If you are looking to expand your business, then why shouldn’t you look for a personal loan? The products, criteria, lender and payment structures of business loans are specially designed with business owners in mind. They were made to fit.
But you don’t want to take it for granted that business loans are the only loan products that can help your company succeed. It is possible to find funding that fulfills your particular needs where a business loan might fail, or only come through halfway.
For example, have you ever thought about using a personal loan to finance your business instead? What’s the big difference? Before you can decide whether one or the other works better for you, we’ll have to take a closer look at how they function.
- Personal loans are naturally for personal matters. You might be taking one out to pay for
- An appliance
- Home repairs
- Financing an operation
- wedding, or
- Consolidating credit. Such personal loan involves that bank or lender giving money to you, not your business.
- The differences are quite substantial, personal loans typically come in smaller amounts. It don’t require collateral and focus on the individual rather than the business.
- If you’ve got great credit, then you won’t have as much trouble snagging that personal loan, even if you’re planning on starting a business but haven’t done a whit of research yet.
- In case you are looking for a business loan without any business history behind you, you might be facing a tough time.
- Apply for personal loan.
- Owners of the business must be looking forward to receive some extra cash
- Because they needed to fix a problem
- Grow in a particular direction, or
- Just have some capital cushion.
- Since 2008 financial crisis, Big banks tightened the belts and stopped passing credit around as freely. Lending(alternative one) changed the game by recognizing that small business owners with less than excellent credit or revenue were being undeserved, and began offering smaller, faster, more expensive loan options.

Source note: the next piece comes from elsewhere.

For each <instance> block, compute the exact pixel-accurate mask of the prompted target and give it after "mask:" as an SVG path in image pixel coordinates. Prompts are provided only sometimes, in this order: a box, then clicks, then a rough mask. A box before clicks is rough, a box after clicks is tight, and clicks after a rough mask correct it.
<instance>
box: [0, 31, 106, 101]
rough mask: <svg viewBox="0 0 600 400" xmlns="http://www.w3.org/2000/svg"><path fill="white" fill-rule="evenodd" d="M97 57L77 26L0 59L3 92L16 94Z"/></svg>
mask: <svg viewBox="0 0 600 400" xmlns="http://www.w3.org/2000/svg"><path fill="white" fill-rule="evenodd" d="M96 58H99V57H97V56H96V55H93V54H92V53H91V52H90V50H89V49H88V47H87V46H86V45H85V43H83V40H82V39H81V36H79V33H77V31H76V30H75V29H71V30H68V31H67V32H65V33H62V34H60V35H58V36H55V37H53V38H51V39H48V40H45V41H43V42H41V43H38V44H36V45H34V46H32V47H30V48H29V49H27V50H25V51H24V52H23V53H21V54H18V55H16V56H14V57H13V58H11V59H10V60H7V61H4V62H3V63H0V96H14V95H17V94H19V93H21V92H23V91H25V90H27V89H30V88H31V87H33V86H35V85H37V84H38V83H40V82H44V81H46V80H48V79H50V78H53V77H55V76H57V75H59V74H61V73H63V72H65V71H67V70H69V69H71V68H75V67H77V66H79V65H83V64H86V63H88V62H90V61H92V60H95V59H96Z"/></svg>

- That said, business loans still require quite a bit of time and effort to secure.
- Looking at faster qualification periods and less legwork, but still nothing insubstantial if you are comfortable with smaller or shorter term goals.
- Businesses have so many moving parts and your lender whether the bank or a startup want to feel pretty confident that you’ll be able to pay them back.
Personal loan for small business
Personal loans provide excellent credit and personal financials. What you have to do is to play to your strengths and think how would a lender appraise me as the most likely to pay a loan back on time
Two more quick aspects of personal loans to be aware of
- If you are going for a personal loan at low interest rate and using it for your business, you’re intermingling you are business and personal financials.
- It is not an issue for an early-stage business, but you’ll want to keep careful track of the two separately and start building some business credit as soon as you can.
- Some personal loans could come with closing costs. If you apply for a INR. 5,000 loan and there is a INR. 250 closing fee, you’ll only see INR. 4,750 in your account but will pay interest on the original INR. 5,000. That’s standard practice, so don’t let it take you by surprise.